Я говорил о евреях. Он соглашался, но спрашивал, почему этот мелкий в общем масштабе вопрос я ставлю во главу угла?

Я напоминал о миллионных репрессиях, он возражал, что это было давно.

Я твердил о свободе мысли, о благородном движении диссидентов, а он, опять же соглашаясь, уточнял: сколько их, диссидентов, какой процент?

И стыдил меня:

— Такая война! Половина городов в развалинах, голод,

169

отсутствие техники, плач о погибших. Разве вы слепой? Разве вы не понимаете, чего мы достигли?
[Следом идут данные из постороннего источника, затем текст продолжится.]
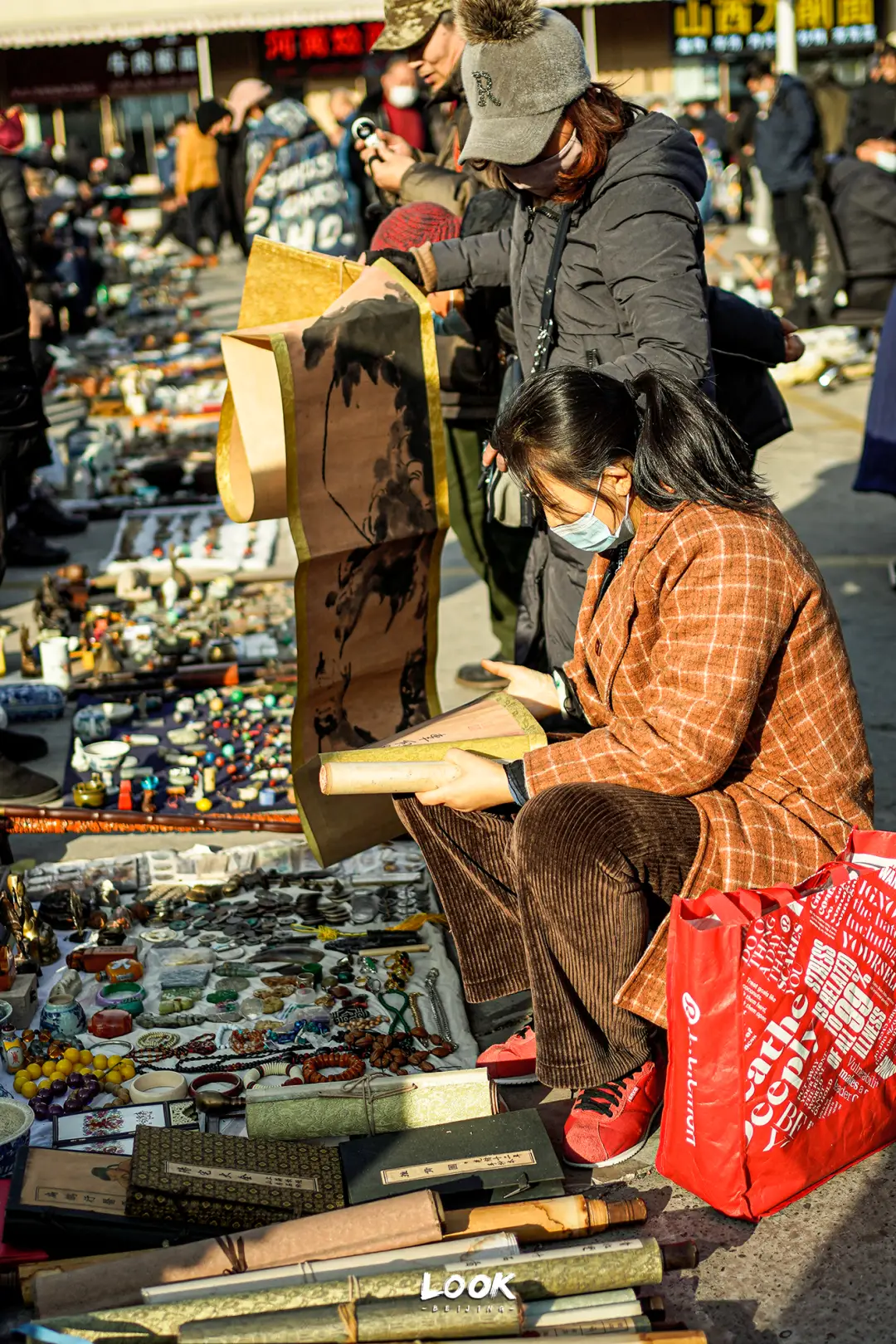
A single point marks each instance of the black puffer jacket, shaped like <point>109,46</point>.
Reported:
<point>17,210</point>
<point>631,292</point>
<point>864,210</point>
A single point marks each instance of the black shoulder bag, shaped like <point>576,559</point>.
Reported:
<point>504,500</point>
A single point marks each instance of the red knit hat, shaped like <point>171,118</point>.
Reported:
<point>411,226</point>
<point>12,132</point>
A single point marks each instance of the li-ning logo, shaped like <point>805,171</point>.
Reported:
<point>691,1010</point>
<point>484,89</point>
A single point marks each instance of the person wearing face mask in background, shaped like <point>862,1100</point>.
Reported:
<point>698,771</point>
<point>433,45</point>
<point>864,212</point>
<point>786,136</point>
<point>872,110</point>
<point>621,192</point>
<point>245,102</point>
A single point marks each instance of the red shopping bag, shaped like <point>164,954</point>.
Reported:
<point>782,1032</point>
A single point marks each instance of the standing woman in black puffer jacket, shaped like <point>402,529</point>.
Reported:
<point>622,190</point>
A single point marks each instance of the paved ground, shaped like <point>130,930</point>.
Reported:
<point>824,1269</point>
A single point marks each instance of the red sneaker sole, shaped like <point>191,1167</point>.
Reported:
<point>511,1079</point>
<point>620,1157</point>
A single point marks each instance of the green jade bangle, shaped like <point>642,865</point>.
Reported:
<point>124,995</point>
<point>222,996</point>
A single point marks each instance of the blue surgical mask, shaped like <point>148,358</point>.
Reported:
<point>592,533</point>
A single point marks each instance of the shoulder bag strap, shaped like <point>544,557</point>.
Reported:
<point>546,327</point>
<point>262,168</point>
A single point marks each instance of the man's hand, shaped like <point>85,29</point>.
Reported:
<point>480,784</point>
<point>794,347</point>
<point>390,144</point>
<point>869,149</point>
<point>39,316</point>
<point>388,168</point>
<point>535,689</point>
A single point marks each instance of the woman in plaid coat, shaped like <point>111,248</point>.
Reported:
<point>723,743</point>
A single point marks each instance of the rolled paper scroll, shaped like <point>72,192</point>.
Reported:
<point>561,1272</point>
<point>114,1280</point>
<point>370,1105</point>
<point>499,1246</point>
<point>386,776</point>
<point>544,1220</point>
<point>353,1322</point>
<point>284,286</point>
<point>114,1283</point>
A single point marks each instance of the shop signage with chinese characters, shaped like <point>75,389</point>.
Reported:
<point>284,49</point>
<point>735,27</point>
<point>121,69</point>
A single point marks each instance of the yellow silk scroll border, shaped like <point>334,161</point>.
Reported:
<point>269,296</point>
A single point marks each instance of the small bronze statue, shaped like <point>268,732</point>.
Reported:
<point>30,659</point>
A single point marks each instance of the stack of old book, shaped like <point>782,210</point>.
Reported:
<point>464,1233</point>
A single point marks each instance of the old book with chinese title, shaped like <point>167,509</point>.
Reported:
<point>229,1183</point>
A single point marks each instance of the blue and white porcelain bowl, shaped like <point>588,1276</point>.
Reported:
<point>15,1127</point>
<point>65,1018</point>
<point>91,723</point>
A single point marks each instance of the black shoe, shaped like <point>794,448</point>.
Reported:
<point>24,786</point>
<point>47,519</point>
<point>22,746</point>
<point>24,548</point>
<point>476,676</point>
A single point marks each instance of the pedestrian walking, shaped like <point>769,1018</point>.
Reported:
<point>197,178</point>
<point>786,138</point>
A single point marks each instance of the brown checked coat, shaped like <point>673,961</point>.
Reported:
<point>715,670</point>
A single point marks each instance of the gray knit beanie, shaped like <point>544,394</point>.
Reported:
<point>522,66</point>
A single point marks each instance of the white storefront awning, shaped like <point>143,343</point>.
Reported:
<point>61,23</point>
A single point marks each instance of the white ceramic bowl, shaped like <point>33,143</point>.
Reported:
<point>117,711</point>
<point>106,756</point>
<point>21,1118</point>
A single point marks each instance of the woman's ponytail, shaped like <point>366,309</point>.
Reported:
<point>571,424</point>
<point>687,450</point>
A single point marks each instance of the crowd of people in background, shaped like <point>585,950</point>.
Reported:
<point>254,163</point>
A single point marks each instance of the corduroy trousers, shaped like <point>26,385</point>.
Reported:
<point>558,898</point>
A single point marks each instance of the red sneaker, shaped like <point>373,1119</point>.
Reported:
<point>611,1122</point>
<point>512,1060</point>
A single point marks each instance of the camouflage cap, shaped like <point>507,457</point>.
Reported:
<point>407,22</point>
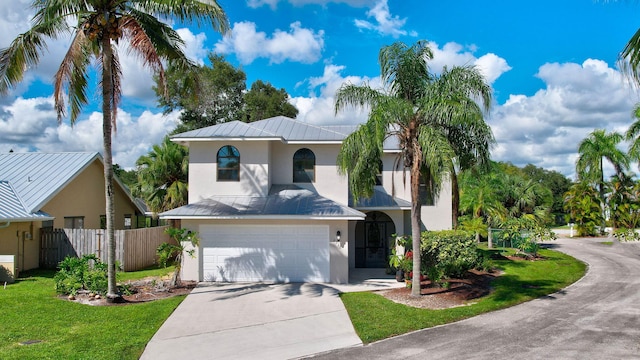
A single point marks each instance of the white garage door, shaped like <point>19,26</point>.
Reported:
<point>280,253</point>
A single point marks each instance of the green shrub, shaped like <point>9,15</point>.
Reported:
<point>85,273</point>
<point>448,254</point>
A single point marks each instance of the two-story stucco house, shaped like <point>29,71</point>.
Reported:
<point>269,205</point>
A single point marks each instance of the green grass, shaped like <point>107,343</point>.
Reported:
<point>68,330</point>
<point>375,318</point>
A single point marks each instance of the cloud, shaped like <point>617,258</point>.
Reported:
<point>453,54</point>
<point>39,131</point>
<point>274,3</point>
<point>545,129</point>
<point>385,23</point>
<point>297,45</point>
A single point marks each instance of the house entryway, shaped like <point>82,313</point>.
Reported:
<point>373,240</point>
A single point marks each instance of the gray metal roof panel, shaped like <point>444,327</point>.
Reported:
<point>380,200</point>
<point>12,208</point>
<point>280,126</point>
<point>37,177</point>
<point>283,200</point>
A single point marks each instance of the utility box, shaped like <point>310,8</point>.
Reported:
<point>7,268</point>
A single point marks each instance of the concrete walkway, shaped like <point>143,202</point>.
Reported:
<point>260,321</point>
<point>598,317</point>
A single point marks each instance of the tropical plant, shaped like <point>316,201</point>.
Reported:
<point>163,176</point>
<point>97,27</point>
<point>81,273</point>
<point>593,149</point>
<point>582,201</point>
<point>208,95</point>
<point>424,112</point>
<point>263,101</point>
<point>173,254</point>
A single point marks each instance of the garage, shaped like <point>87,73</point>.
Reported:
<point>272,253</point>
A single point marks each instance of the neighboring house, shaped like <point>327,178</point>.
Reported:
<point>269,205</point>
<point>53,190</point>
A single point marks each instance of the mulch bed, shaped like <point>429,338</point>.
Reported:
<point>460,292</point>
<point>139,291</point>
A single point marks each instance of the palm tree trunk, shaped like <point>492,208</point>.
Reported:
<point>455,198</point>
<point>107,96</point>
<point>416,207</point>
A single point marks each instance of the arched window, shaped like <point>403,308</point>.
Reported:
<point>304,165</point>
<point>379,174</point>
<point>228,163</point>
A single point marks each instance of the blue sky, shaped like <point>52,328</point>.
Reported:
<point>552,65</point>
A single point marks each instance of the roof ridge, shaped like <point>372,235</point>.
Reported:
<point>18,197</point>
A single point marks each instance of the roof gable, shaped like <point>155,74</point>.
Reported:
<point>12,208</point>
<point>275,128</point>
<point>38,177</point>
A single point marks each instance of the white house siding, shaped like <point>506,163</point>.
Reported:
<point>254,169</point>
<point>193,268</point>
<point>327,182</point>
<point>434,217</point>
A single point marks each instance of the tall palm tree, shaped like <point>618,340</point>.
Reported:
<point>424,112</point>
<point>163,176</point>
<point>97,26</point>
<point>592,150</point>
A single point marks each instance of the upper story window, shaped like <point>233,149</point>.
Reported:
<point>379,174</point>
<point>304,165</point>
<point>228,163</point>
<point>74,222</point>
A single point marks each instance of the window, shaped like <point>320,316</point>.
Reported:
<point>228,164</point>
<point>379,174</point>
<point>74,222</point>
<point>304,164</point>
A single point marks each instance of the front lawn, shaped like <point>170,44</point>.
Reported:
<point>375,317</point>
<point>60,329</point>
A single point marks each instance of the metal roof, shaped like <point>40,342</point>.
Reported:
<point>12,208</point>
<point>38,177</point>
<point>275,128</point>
<point>380,200</point>
<point>283,202</point>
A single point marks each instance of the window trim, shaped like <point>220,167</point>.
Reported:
<point>231,155</point>
<point>303,155</point>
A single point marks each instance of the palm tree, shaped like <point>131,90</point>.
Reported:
<point>163,176</point>
<point>633,135</point>
<point>424,112</point>
<point>97,26</point>
<point>593,149</point>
Я вставил в паузу яростную реплику о спецпсихбольницах, но это его еще больше распалило:

— Да, у каждой страны есть свои недостатки, имеются они и у нас. С евреями — плохо, с диссидентами — ужасно, психбольницы — позор. Но надо же дифференцировать! В сопоставлении со всеми этими теневыми подробностями, наши успехи несоизмеримы. Вы что — статистики не видели? И снова, становясь предельно конкретным, вколачивал в меня цифры, ударяя голосом, как будто пристукивая молотком по каждой шляпке.

Я чувствовал себя бессильным. В памяти всплыли строчки:

"А для низкой жизни были числа,

Как домашний подъяремный скот,

Потому что все оттенки смысла

Умное число передает".

Против чисел я боролся словами.

"Но забыли мы, что осиянно

Только слово средь земных тревог.

И в Евангельи от Иоанна

Сказано, что слово — это Бог".

Мы забыли, что слово — это Бог. Слова, мысли, эмоции отступали перед цифрами. Магия чисел торжествовала.
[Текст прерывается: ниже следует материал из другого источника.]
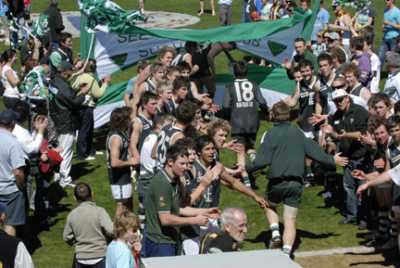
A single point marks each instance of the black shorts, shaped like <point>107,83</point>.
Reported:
<point>15,208</point>
<point>248,140</point>
<point>287,191</point>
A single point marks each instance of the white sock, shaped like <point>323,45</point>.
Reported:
<point>275,229</point>
<point>287,249</point>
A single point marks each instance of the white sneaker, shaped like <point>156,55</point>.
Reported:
<point>56,177</point>
<point>64,182</point>
<point>390,244</point>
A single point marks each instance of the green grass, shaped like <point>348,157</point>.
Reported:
<point>318,228</point>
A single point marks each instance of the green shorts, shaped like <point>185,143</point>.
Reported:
<point>287,191</point>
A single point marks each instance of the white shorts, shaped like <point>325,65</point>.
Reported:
<point>191,246</point>
<point>120,192</point>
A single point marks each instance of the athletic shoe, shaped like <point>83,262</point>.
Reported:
<point>64,182</point>
<point>308,180</point>
<point>252,157</point>
<point>352,221</point>
<point>90,158</point>
<point>275,242</point>
<point>390,244</point>
<point>362,225</point>
<point>56,177</point>
<point>287,251</point>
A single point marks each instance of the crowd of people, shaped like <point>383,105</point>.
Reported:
<point>166,140</point>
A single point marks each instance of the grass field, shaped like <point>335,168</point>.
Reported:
<point>317,226</point>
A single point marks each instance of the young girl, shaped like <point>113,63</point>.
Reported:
<point>124,250</point>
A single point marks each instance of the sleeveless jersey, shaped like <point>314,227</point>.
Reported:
<point>307,101</point>
<point>119,176</point>
<point>146,129</point>
<point>244,98</point>
<point>394,158</point>
<point>210,196</point>
<point>150,86</point>
<point>164,142</point>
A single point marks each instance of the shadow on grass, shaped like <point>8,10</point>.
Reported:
<point>81,169</point>
<point>390,258</point>
<point>42,221</point>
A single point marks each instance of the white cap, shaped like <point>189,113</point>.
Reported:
<point>339,93</point>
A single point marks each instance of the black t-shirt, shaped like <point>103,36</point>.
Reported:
<point>355,119</point>
<point>244,98</point>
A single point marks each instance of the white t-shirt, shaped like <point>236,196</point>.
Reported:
<point>30,142</point>
<point>394,174</point>
<point>9,90</point>
<point>375,68</point>
<point>148,164</point>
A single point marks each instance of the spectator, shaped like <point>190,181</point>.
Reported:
<point>335,42</point>
<point>284,148</point>
<point>201,12</point>
<point>392,84</point>
<point>88,228</point>
<point>62,53</point>
<point>166,55</point>
<point>234,230</point>
<point>363,18</point>
<point>391,22</point>
<point>354,87</point>
<point>319,46</point>
<point>301,53</point>
<point>361,59</point>
<point>55,23</point>
<point>342,24</point>
<point>243,98</point>
<point>126,240</point>
<point>225,12</point>
<point>346,126</point>
<point>84,149</point>
<point>321,21</point>
<point>204,76</point>
<point>9,79</point>
<point>13,251</point>
<point>118,160</point>
<point>143,124</point>
<point>163,214</point>
<point>12,176</point>
<point>64,109</point>
<point>375,62</point>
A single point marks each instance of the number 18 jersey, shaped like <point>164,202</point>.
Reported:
<point>244,98</point>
Но, пасуя, я все время ощущал его чудовищную неправоту. Как я жалел, что рядом нет Сережи или Бори, которые могли бы сражаться с ним его оружием.

Я честно сказал ему об этом. И привел пример, вызвавший ироническую улыбку.

Однажды Кювье заспорил с Ламарком по какому-то научному поводу, кажется об эволюции. Спор был публичным.

Кювье — человек огромного ума и ораторского блеска — разнес противника в клочья. Тот удалился посрамленный.

170

Кювье наградили ликующим воплем. А через несколько лет выяснилось, что прав Ламарк.

Не хочу кривить душой, я сознавал всю беспомощность этой притчи.

И вдруг директор сам поставил себе подножку.

Снисходительно посчитав спор оконченным, он перевел разговор на другое.

Сейчас он едет к себе в Петрозаводск. А до этого был на совещании в ЦК, где ему предложили автомобильный гигант в Набережных Челнах.

— И знаешь, Ося, — сказал он племяннику, — у меня все налажено, все идет как по маслу, и я рискнул отказаться. Я думал, Суслов взорвется, а он только рассмеялся и потрепал меня по плечу.

Директор форсил. Он хотел произвести на нас впечатление. Все-таки вначале я его переоценил.

Гипноз лопнул. Цифровая плотина рухнула. Цифры, подпрыгивая, катились во все стороны, теряя свое значение.

Я презирал этого человека. Я сказал ему:

— А вам не кажется, что вы любимый еврей короля? Я бил ниже пояса я не жалел об этом:

— Вы отступник. Вы постарались забыть о своей национальности. Сколько у вас комнат? Четыре? А закрытый распределитель? Не брезгуете? Интересно, как вы будете рассуждать, если по капризу того же Суслова полетите вверх тормашками?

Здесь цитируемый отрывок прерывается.